“Sono seduto sulle rovine di casa mia che non c’è più; il paesello non c’e più. Intorno a me solo macerie e distruzione; silenzio assordante; odore di fuliggine, di calce umida, di travi spezzate; sono piccolo come una formica; senso di appartenenza cancellato sarà come diventare sordi o ciechi forse? Il canto degli uccelli sembra diverso, io sono diverso; triste la consapevolezza di non poter fare nulla per aggiustare questo macello; mi spaccherei la schiena per riuscirci; so che dovremo combattere una battaglia maledettamente lunga e difficile per poter almeno tornare a sorridere. Le mani sul viso, chiudo gli occhi, i pensieri e i ricordi mi assalgono mi scorrono davanti come la pellicola di un film che non riesco a fermare…”. Marco Moscati qualche giorno fa gli ha dedicato un post su Facebook

Chi ha scritto quelle righe non è un politico, locale o nazionale, né una personalità internazionale e neppure un cantante. E’ semplicemente uno degli ex abitanti di Tufo, uno dei piccoli centri della provincia di Ascoli Piceno, distrutti dal terremoto dello scorso agosto. Ex paesi, ormai. Come i non lontani Pescara del Tronto e Capodacqua, ad esempio. A Tufo, a metà maggio, sono state recuperate le campane della Chiesa Santissima Maria Annunziata del XVII secolo. Per il resto è in gran parte un ammasso di macerie.

#popolodella rete … “amici” di Verona … La Spezia … Ascoli … etc … etc … ecco la “situazione statica” di Capodacqua di Arquata del Tronto, Ascoli Piceno, Marche, Italia, Europa, Mondo … Qualcuno che ci possa aiutare?!?!?!?! Siamo dimenticati …”. Il post ancora su Facebook di Berardina di Cesare, accompagnato da alcune immagini, restituisce la situazione del piccolo centro. Agli inizi di giugno è terminata la messa in sicurezza della chiesa della Madonna del Sole, l’edificio del XV secolo, affrescato secondo alcuni con contributi attribuibili a Cola dell’Amatrice. Per il resto è in gran parte un ammasso di macerie. Proprio come Pescara del Tronto.

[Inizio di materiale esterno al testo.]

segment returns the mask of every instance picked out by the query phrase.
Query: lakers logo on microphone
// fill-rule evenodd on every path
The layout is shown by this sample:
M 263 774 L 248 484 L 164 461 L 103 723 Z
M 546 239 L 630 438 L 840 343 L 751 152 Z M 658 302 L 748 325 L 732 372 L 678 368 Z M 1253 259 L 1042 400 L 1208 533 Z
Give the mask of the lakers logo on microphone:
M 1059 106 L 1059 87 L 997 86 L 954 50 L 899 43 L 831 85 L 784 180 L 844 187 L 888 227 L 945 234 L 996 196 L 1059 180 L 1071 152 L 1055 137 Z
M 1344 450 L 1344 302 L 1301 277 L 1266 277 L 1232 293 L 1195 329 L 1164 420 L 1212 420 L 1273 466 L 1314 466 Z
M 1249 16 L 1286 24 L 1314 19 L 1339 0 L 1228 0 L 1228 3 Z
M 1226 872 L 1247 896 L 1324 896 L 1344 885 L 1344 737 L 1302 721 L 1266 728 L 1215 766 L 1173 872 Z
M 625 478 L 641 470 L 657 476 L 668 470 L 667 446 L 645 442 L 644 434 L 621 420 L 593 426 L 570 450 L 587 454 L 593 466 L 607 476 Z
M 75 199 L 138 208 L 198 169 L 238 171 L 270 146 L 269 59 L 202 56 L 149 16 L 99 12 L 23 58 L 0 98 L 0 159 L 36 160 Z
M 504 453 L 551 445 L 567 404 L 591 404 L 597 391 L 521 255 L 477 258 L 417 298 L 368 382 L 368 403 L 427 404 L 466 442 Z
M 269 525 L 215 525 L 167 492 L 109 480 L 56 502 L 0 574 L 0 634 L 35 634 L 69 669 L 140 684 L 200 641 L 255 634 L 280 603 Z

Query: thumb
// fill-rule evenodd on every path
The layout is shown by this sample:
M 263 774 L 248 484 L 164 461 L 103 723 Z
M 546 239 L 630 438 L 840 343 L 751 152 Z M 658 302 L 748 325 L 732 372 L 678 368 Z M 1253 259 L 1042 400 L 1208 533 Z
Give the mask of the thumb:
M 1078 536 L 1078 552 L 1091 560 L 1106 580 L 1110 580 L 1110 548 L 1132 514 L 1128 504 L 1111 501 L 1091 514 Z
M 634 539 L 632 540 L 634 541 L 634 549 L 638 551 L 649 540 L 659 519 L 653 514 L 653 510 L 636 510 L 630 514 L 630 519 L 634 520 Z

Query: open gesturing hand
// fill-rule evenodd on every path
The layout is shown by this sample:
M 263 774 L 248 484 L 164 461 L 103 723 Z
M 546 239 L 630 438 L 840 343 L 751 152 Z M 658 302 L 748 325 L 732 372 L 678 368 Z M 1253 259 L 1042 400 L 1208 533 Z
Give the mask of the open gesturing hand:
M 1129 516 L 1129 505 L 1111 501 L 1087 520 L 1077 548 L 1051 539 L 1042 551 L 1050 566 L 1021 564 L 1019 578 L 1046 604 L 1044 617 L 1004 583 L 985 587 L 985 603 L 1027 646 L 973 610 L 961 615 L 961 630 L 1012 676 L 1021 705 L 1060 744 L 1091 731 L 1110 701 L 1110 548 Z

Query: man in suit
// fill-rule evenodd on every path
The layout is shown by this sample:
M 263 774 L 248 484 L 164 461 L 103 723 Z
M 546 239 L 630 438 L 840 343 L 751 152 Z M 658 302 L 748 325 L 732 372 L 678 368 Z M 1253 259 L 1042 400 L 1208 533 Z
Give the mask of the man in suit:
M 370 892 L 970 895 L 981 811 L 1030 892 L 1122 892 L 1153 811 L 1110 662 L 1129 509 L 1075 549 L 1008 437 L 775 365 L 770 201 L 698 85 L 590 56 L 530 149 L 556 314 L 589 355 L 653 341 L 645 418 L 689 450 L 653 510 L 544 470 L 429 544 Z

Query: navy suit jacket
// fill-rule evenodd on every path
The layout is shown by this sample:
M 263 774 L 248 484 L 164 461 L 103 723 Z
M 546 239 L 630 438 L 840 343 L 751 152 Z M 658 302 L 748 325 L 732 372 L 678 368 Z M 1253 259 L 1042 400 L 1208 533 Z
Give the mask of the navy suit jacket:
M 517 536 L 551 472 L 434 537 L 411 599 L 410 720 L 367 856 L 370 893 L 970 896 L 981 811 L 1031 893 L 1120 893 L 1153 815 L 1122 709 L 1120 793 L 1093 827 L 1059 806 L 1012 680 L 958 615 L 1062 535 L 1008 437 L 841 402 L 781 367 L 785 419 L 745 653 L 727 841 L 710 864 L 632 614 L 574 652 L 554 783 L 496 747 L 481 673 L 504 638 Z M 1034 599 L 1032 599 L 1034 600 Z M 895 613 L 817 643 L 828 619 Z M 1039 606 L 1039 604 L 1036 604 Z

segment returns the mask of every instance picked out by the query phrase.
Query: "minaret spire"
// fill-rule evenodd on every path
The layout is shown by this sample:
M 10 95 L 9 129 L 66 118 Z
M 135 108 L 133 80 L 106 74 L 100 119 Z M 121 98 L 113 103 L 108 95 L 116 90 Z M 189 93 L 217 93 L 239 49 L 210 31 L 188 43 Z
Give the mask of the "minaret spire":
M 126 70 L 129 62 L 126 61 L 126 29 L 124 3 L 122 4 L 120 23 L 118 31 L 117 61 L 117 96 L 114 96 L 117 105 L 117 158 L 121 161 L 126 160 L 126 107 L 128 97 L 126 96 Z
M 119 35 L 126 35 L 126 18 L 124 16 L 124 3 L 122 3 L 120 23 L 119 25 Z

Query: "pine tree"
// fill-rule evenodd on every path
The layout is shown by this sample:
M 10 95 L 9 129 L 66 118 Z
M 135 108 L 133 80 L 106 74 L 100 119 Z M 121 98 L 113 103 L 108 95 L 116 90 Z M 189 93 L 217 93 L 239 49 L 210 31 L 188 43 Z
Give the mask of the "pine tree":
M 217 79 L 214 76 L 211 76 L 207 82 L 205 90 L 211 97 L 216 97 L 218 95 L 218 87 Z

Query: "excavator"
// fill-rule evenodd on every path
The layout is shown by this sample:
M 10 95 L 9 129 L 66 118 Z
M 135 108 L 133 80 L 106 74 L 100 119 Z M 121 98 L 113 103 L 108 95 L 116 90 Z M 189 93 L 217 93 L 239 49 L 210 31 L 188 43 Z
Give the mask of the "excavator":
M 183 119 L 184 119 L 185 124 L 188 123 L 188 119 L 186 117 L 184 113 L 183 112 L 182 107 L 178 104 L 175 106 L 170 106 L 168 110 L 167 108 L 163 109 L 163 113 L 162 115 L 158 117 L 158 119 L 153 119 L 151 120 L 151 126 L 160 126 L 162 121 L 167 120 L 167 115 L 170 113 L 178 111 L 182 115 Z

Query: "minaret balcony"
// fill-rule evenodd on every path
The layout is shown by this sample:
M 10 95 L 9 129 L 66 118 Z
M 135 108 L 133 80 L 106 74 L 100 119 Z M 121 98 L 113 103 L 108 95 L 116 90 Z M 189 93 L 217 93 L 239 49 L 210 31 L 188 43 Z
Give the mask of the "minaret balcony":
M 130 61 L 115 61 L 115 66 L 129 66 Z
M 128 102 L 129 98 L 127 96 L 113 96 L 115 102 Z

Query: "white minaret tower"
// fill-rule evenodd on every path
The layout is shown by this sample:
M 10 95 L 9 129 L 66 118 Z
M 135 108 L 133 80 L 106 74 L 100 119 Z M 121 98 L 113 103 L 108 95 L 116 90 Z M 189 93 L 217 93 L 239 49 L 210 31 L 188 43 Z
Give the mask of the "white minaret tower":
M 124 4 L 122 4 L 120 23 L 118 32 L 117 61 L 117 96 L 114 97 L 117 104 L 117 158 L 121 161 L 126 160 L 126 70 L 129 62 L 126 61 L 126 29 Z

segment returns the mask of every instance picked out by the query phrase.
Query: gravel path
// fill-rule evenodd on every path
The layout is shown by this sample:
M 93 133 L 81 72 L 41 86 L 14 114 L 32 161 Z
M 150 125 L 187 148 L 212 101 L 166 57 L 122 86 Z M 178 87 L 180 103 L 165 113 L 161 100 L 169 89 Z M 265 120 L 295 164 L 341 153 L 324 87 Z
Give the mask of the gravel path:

Abitazioni out, strade inagibili, macerie ovunque, dopo quasi dieci mesi dalle prime scosse, avvenute alle 3.36 di mercoledì 24 agosto 2016. Non solo a Capodacqua, Tufo e Pescara del Tronto, paesi che sembrano esistere quasi soltanto nei ricordi dei loro ex abitanti, come Berardina e Marco. Ormai il “sappiamo che la credibilità e l’onore di tutti noi sta nel garantire una ricostruzione vera che consenta agli abitanti di questi luoghi di continuare a vivere in questa comunità”, pronunciato dall’allora presidente del Consiglio Matteo Renzi nell’immediatezza dell’evento sismico, si è tramutato in una promessa, vuota. Anche quei piccoli centri non hanno più alcuna comunità.

La circostanza che delle 840mila tonnellate stimate per le Marche, ne siano state rimosse appena 63mila fa capire la situazione. La notizia che il costo per raccolta, carico, trasporto, cernita, separazione e recupero è di 50 euro a tonnellata, fornisce forse un altro elemento di comprensione dell’intera vicenda. Già perché alla fine si prevede che per le macerie saranno spesi almeno 42 milioni di euro. Insomma una bella cifra. Sembra proprio che non rimanga che sperare nell’appeal di quella somma perché sia fatta davvero tabula rasa. Perché le macerie siano portate via. Certo è che il precedente de L’Aquila e dei paesi colpiti dal sisma del 2009 non conforta. In troppi casi i cumuli di materiale edilizio sono ancora lì. Dopo otto anni.

Per Berardina e Marco l’attesa rischia di essere ancora lunga. In barba alla “credibilità” e all’ “onore” dei quali parlava Renzi.